Sometimes Emily and others would go along on my preaching assignments or to young people’s events, riding in the used 1929 Chevrolet coupe I had picked up for $75 (or later in the 1931 Oldsmobile for which I went into debt for $225, payable at $10 a month). But there was so much to do on campus—canoeing, volleyball, Ping-Pong, tennis—that we really never had to leave it for our social contacts. Emily and I used to double on the tennis court with my good friend Charles Massey and a girl from Michigan he went with occasionally.
What I did not notice was the growing friendship between Emily and Charles, who was a sophisticated senior with plans to go on to Harvard. In my own infatuation, I was sure she was the woman God meant for me to marry. So I proposed to her . . . in writing . . . during the first summer vacation! She told me she would have to think about it. I could not imagine why.
During the fall semester of that second year, it seemed she was growing more favorable to the idea, and my hopes soared along with my assumptions. One night after we attended a service together at a black church, she indicated that she would say yes to my letter. From then on, I guess I considered us engaged, even though I had not given her a ring. After the turn of the year, though, she seemed to be having second thoughts, and they apparently lingered through the spring.
At the close of school each spring, we celebrated Class Night, the social event of the year. On that May day in 1938, Dr. Minder took several of us fellows to Larson’s Florist in Tampa to get flowers for our dates. This was a real splurge for most of us, with our limited finances. The going rate was 25¢ for a corsage, but I ins
isted on a 50¢ corsage for Emily!
When she did not wear my flowers to the party, I was perplexed. During a break in the festivities, we walked down to the river and sat in a swing hanging from a tree branch. I asked her to explain. She did not hesitate to tell me, quite gently but firmly, that she was in love with Charlie and would not marry me.

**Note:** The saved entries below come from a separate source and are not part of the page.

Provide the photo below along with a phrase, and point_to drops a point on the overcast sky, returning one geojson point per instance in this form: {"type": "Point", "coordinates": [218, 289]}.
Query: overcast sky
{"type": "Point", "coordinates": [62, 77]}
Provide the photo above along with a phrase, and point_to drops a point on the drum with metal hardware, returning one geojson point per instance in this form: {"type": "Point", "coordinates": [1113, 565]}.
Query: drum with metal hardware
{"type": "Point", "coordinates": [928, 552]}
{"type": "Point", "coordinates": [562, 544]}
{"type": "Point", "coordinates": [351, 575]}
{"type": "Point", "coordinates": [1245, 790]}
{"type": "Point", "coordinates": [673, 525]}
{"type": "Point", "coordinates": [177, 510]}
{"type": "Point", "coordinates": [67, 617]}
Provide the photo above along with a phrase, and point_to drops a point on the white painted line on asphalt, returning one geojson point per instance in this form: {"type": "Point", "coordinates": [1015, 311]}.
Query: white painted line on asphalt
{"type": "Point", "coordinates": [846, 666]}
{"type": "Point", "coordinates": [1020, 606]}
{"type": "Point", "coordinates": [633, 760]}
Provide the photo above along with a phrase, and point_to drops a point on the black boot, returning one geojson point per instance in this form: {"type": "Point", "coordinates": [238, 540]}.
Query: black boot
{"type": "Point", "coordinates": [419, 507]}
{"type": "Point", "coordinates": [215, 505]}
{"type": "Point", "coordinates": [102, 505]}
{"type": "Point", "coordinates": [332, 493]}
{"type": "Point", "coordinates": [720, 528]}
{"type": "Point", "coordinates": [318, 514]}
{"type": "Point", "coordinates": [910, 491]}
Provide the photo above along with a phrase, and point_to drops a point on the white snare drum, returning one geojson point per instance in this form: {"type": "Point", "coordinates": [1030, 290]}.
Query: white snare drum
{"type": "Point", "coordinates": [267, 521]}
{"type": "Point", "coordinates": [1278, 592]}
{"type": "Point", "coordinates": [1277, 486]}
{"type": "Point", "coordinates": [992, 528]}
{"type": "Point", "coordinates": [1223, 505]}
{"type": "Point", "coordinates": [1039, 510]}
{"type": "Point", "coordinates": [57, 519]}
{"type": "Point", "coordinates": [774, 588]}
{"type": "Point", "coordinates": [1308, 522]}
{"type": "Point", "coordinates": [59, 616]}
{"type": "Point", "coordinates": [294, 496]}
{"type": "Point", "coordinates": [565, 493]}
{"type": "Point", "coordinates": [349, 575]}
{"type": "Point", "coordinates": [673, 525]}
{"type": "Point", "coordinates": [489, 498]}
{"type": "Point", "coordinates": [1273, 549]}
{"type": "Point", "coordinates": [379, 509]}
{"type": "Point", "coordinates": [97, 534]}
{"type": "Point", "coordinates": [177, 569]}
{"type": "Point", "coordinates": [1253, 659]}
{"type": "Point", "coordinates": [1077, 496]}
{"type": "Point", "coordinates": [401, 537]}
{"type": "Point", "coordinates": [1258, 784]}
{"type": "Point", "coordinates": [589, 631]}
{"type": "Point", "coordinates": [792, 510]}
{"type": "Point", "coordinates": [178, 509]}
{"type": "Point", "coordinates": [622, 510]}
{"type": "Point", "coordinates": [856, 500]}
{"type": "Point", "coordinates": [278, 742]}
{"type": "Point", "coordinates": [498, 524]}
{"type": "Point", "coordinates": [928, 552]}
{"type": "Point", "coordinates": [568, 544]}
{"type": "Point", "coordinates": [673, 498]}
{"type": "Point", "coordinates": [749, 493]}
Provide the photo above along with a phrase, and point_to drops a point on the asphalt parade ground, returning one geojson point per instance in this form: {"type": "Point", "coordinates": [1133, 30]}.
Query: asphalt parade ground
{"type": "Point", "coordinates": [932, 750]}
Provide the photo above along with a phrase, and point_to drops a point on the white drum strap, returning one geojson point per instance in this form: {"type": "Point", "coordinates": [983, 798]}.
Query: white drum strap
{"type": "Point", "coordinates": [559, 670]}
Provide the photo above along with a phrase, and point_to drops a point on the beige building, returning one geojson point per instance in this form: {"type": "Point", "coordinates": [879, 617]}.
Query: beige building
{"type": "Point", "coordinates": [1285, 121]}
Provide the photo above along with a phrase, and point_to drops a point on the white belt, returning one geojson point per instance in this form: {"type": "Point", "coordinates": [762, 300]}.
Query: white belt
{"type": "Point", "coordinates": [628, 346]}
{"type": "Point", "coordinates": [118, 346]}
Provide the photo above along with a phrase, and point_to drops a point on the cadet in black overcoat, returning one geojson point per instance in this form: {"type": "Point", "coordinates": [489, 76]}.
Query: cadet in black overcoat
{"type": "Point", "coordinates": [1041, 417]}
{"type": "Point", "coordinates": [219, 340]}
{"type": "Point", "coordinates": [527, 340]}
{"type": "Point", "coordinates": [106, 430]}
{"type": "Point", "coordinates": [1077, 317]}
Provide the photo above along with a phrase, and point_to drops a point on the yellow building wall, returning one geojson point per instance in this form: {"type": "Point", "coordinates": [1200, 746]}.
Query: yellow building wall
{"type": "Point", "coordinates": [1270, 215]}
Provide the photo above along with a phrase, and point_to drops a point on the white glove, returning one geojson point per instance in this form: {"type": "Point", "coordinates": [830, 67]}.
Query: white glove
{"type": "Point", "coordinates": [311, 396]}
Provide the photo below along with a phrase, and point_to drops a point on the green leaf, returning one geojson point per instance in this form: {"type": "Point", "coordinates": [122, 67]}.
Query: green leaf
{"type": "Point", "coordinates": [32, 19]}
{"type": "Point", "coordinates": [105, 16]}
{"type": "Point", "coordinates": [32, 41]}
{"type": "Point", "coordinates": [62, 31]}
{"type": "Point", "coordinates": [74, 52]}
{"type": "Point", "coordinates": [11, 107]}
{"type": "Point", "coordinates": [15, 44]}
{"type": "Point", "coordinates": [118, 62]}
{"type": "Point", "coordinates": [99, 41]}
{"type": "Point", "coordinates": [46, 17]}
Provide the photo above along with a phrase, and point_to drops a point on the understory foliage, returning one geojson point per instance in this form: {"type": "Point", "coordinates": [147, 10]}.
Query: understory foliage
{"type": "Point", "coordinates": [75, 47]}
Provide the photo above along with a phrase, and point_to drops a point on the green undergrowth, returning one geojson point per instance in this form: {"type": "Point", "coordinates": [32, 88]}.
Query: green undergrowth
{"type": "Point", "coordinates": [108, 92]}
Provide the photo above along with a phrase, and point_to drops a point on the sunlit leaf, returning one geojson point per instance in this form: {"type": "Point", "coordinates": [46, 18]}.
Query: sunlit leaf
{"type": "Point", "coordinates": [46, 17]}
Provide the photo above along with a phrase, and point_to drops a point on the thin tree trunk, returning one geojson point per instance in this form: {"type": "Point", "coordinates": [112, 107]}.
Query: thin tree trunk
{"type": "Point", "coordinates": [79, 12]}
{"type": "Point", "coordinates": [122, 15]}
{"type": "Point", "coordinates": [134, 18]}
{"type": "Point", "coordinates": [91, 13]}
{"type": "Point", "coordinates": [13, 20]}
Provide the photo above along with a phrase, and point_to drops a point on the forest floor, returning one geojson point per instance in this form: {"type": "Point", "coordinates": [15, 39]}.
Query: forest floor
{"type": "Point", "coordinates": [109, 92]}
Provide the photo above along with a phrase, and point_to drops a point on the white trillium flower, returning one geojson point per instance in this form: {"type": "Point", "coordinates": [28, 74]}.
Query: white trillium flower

Charles Massey was one of the best preachers I ever heard as a student. In fact, on my very first weekend in Florida, I listened to his superb preaching at a student street meeting in Sulphur Springs—a meeting at which Roy Gustafson played his trumpet. I used to look forward to any chance of hearing Charles when I was not on an assignment myself.
But Emily and Charles? Incredible!
That woeful night in the spring of 1938 when she called it quits between us was Paradise Lost for me. In my despondency, I looked up Dr. Minder after my fellow students had gone back to their dorm rooms. I wept out my misery to his understanding ears.
But my problem was deeper than losing a girlfriend, and in my heart I admitted it. The issue was not trying to do something to please her and win her back. Her new boyfriend had wooed and won her fair and square. The issue was doing what pleased the Lord. If I refused that, could I expect the future to hold any happiness?
For some weeks, triggered by a profoundly searching sermon in chapel, I paced those deserted, echoing streets of Temple Terrace. In the moonlight, a soft southern breeze stirred the wispy Spanish moss that draped the trees on the golf course. I never felt so alone in my life—or so close to God. I walked through the late-night hours, struggling with the Holy Spirit over the call of God to be a minister. That was the last thing I wanted to be, and I had used all kinds of rationalizations to convince God to let me do something else.
I had the same sense of uncertainty in Charlotte nearly four years before, standing in the sawdust shavings of Mordecai Ham’s tabernacle. There I did what I felt I should do: commit my eternal destiny to the saving grace of God in Jesus Christ. But was I now being asked to commit the rest of my life on earth to serving Him in a way that I did not particularly relish?